Algunos muchachos decían que a esas horas, amparados por la oscuridad, los carceleros, que en el día se disfrazaban de maestros, daban rienda suelta a su libido y se enrolaban en orgías y desataban bacanales donde el alcohol y las infidelidades estaban a la orden. Yo nunca tuve prueba real de esos comentarios y creo que muchos de nuestros profesores eran gente respetable y sencillamente roncaban pesadamente en sus literas, soltando un aliento ligeramente etílico.

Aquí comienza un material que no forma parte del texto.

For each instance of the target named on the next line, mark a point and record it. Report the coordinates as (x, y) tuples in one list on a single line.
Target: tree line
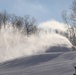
[(25, 24)]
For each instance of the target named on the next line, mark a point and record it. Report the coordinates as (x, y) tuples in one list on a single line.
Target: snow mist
[(13, 44)]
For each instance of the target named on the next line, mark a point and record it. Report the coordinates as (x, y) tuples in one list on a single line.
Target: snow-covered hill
[(46, 53)]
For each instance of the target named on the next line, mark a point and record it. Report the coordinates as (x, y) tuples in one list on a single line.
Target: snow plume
[(13, 44)]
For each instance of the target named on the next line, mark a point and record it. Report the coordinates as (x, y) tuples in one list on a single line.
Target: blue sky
[(42, 10)]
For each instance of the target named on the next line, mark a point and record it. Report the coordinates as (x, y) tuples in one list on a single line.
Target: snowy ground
[(55, 63)]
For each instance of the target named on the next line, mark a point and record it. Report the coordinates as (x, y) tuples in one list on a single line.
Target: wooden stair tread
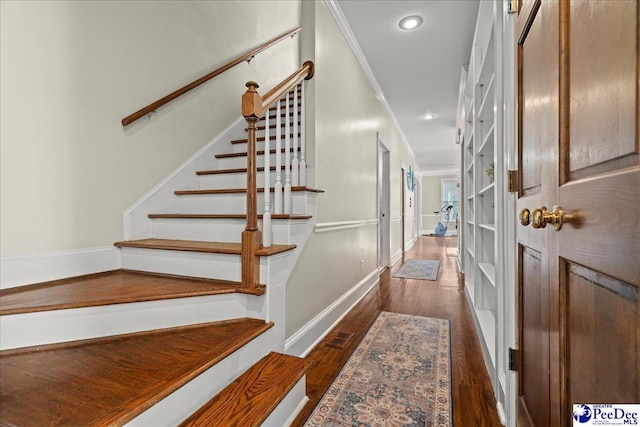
[(250, 399), (225, 216), (198, 246), (240, 190), (109, 381), (244, 153), (112, 287)]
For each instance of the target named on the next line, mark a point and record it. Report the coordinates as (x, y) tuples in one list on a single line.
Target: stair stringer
[(161, 198)]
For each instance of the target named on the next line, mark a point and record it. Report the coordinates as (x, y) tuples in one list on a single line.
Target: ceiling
[(417, 71)]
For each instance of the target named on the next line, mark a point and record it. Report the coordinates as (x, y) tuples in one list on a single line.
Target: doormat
[(400, 374), (340, 340), (421, 269)]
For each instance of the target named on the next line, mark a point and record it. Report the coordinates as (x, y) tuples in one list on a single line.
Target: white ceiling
[(418, 71)]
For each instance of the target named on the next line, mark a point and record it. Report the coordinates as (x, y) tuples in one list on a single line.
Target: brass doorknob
[(525, 217), (542, 217)]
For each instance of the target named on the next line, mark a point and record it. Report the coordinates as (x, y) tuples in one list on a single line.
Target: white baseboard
[(411, 243), (307, 337), (396, 257), (29, 269)]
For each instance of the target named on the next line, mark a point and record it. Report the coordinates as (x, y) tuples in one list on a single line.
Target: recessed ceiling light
[(410, 22)]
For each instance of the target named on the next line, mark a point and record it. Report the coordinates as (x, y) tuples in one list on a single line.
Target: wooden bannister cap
[(252, 101), (312, 69)]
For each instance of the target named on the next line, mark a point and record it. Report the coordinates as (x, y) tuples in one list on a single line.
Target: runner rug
[(399, 375), (422, 269)]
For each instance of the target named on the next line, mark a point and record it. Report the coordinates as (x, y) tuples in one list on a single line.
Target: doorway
[(384, 206), (578, 189)]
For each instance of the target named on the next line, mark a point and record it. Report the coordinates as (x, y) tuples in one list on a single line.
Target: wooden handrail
[(304, 72), (246, 57), (253, 109)]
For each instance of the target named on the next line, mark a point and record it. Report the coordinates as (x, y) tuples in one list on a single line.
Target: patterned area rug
[(399, 375), (422, 269)]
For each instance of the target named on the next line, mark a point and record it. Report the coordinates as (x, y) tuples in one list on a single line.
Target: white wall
[(347, 117), (432, 200), (71, 70)]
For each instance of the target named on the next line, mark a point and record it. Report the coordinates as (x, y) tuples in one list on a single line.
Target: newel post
[(251, 236)]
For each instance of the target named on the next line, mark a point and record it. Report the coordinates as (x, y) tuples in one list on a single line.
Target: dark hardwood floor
[(473, 402)]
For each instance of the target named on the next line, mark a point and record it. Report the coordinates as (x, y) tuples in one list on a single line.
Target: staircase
[(175, 335)]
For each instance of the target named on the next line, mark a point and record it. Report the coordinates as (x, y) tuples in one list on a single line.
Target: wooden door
[(578, 290)]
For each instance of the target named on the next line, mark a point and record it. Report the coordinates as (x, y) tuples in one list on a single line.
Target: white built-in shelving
[(480, 153)]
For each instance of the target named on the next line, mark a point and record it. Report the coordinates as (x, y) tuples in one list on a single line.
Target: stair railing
[(173, 95), (254, 108)]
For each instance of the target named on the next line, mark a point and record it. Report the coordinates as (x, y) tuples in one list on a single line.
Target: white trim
[(306, 338), (396, 257), (343, 24), (440, 172), (411, 243), (296, 411), (29, 269), (322, 227), (501, 413)]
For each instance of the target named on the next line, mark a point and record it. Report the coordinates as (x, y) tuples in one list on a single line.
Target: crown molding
[(340, 19), (440, 172)]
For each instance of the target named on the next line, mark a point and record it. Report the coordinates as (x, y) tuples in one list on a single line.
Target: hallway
[(473, 402)]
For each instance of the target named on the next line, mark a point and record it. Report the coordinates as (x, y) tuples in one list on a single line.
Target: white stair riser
[(30, 329), (221, 230), (242, 148), (233, 180), (241, 162), (183, 402), (235, 203), (183, 263), (225, 203)]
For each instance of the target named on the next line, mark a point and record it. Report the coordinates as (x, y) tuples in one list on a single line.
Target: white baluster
[(266, 217), (277, 187), (303, 142), (294, 160), (287, 160)]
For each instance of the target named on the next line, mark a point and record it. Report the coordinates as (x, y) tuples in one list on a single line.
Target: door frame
[(383, 204)]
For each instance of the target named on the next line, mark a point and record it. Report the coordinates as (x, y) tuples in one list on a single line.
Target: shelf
[(487, 189), (489, 271), (468, 285), (485, 142), (486, 108), (488, 327), (490, 227)]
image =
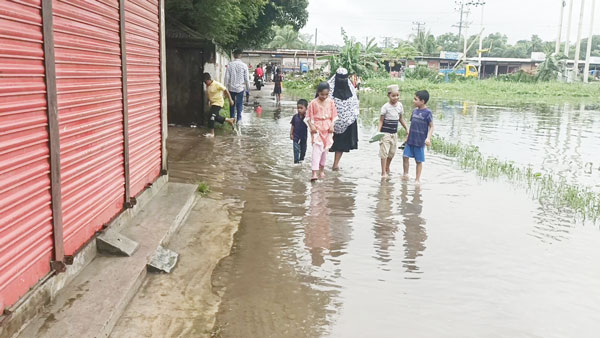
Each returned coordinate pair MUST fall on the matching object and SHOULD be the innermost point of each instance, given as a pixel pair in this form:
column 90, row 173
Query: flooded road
column 561, row 140
column 354, row 256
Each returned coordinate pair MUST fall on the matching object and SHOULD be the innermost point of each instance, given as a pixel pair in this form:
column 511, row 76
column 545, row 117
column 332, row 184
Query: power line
column 418, row 25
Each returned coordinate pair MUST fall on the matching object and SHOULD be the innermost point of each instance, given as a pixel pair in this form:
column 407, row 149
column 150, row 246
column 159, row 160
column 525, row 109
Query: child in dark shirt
column 419, row 135
column 298, row 132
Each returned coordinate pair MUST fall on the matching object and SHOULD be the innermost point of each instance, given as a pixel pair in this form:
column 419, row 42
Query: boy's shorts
column 388, row 145
column 418, row 153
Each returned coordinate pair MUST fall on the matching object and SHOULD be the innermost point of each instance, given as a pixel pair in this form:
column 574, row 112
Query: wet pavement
column 355, row 256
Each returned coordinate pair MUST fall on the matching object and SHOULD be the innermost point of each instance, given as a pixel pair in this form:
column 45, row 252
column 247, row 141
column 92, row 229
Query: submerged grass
column 489, row 91
column 493, row 91
column 545, row 187
column 203, row 188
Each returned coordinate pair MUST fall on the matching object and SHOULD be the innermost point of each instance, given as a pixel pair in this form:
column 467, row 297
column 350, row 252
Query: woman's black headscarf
column 322, row 86
column 342, row 90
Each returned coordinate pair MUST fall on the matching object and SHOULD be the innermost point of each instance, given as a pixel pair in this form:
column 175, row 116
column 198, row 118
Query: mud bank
column 183, row 304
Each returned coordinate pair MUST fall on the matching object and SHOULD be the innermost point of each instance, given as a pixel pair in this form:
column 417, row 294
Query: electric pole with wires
column 418, row 27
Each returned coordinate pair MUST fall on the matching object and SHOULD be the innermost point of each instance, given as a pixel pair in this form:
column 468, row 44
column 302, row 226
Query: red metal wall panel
column 90, row 110
column 25, row 203
column 143, row 87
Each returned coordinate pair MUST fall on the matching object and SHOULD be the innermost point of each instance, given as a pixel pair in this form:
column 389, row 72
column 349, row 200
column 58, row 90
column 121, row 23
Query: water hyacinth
column 544, row 187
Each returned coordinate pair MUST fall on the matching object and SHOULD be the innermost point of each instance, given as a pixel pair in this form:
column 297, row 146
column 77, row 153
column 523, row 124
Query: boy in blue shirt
column 419, row 135
column 299, row 132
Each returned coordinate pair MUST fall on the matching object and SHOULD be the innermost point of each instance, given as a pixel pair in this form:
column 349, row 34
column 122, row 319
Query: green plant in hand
column 203, row 188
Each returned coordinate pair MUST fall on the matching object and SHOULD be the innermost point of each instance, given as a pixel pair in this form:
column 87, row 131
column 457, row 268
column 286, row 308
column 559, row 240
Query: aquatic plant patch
column 546, row 188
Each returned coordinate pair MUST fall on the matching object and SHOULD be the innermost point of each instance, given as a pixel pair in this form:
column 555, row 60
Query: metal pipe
column 588, row 54
column 123, row 37
column 58, row 264
column 562, row 14
column 568, row 29
column 578, row 46
column 163, row 88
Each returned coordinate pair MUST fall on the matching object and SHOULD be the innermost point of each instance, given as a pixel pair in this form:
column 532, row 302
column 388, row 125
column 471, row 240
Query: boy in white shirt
column 391, row 114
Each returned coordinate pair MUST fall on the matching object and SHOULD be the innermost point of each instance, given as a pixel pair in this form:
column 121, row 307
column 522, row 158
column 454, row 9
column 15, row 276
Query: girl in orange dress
column 320, row 118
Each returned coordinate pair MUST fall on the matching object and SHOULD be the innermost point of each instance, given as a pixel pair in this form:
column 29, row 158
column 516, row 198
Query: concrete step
column 93, row 302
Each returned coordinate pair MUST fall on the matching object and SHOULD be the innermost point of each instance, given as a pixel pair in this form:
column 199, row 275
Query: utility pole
column 419, row 25
column 480, row 51
column 315, row 50
column 386, row 40
column 588, row 54
column 568, row 29
column 563, row 4
column 578, row 47
column 460, row 24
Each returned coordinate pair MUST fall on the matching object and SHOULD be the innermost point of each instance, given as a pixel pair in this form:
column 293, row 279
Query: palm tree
column 286, row 38
column 403, row 52
column 356, row 58
column 425, row 43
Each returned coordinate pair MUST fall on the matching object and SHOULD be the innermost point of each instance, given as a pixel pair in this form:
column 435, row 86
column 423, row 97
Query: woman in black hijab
column 343, row 94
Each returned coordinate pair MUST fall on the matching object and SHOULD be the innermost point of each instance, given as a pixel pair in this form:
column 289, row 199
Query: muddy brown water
column 355, row 256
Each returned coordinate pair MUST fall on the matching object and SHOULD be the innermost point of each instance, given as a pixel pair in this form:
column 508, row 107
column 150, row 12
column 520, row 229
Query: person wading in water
column 343, row 94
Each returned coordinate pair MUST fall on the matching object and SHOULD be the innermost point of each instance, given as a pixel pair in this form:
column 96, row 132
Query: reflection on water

A la par, al apagarse las luces y escucharse los primeros ronquidos profesorales, el albergue cobraba vida, y ante la “supuesta” falta de supervisión comenzaba a jadear, sollozar o reír por todas las esquinas. Era como si un ejército de espíritus hubiera tomado nuestra fortaleza por asalto y condujera a los muchachos a la locura. Desde mi cama, bajo el mosquitero y acurrucado podía ver las sombras chinescas de chicos masturbándose hasta quedar secos y agotados; otros que se dedicaban a untar de pasta de dientes la cara de los dormilones y forzar los cerrojos de las maletas para robar la preciada comida; también se escuchaban a algunos que sollozaban extrañando la protección de sus hogares y el calor de sus padres.
 
El “gordo ‘e trapo”, indiferente, se dormía plácidamente y me dejaba a mí en vela, atento y encargado de velar por la integridad del cuerpo que compartíamos. Muchas veces me sorprendió la madrugada, velando por la seguridad física de nuestras maletas y los preciados tesoros que escondían, o vigilando para evitar que algún “gracioso” descargara su tubo de pasta dental sobre mi cara y amaneciera yo, como fantasma de bajo presupuesto, con la cara blanca y estirada por el dentífrico producto ya seco. Por otro lado, alguna que otra vez, también manosee a mi cónico e inofensivo apéndice del placer, pensando en la desnudez de chicas que conocía y para las que yo pasaba totalmente inadvertido. Era mi venganza, las imaginaba sudorosas cabalgando sobre mí, sedientas y ansiosas por “algo” que no lograban encontrar, mientras yo reía al verlas humilladas de ese modo. Me regresaba a la realidad el liquido pegajoso y blanquecino que me asqueaba y que trataba de esconder secándolo en lo que estuviera a mano, muchas veces la misma toalla que al otro día frotaría por todo mi cuerpo, incluida mi cara.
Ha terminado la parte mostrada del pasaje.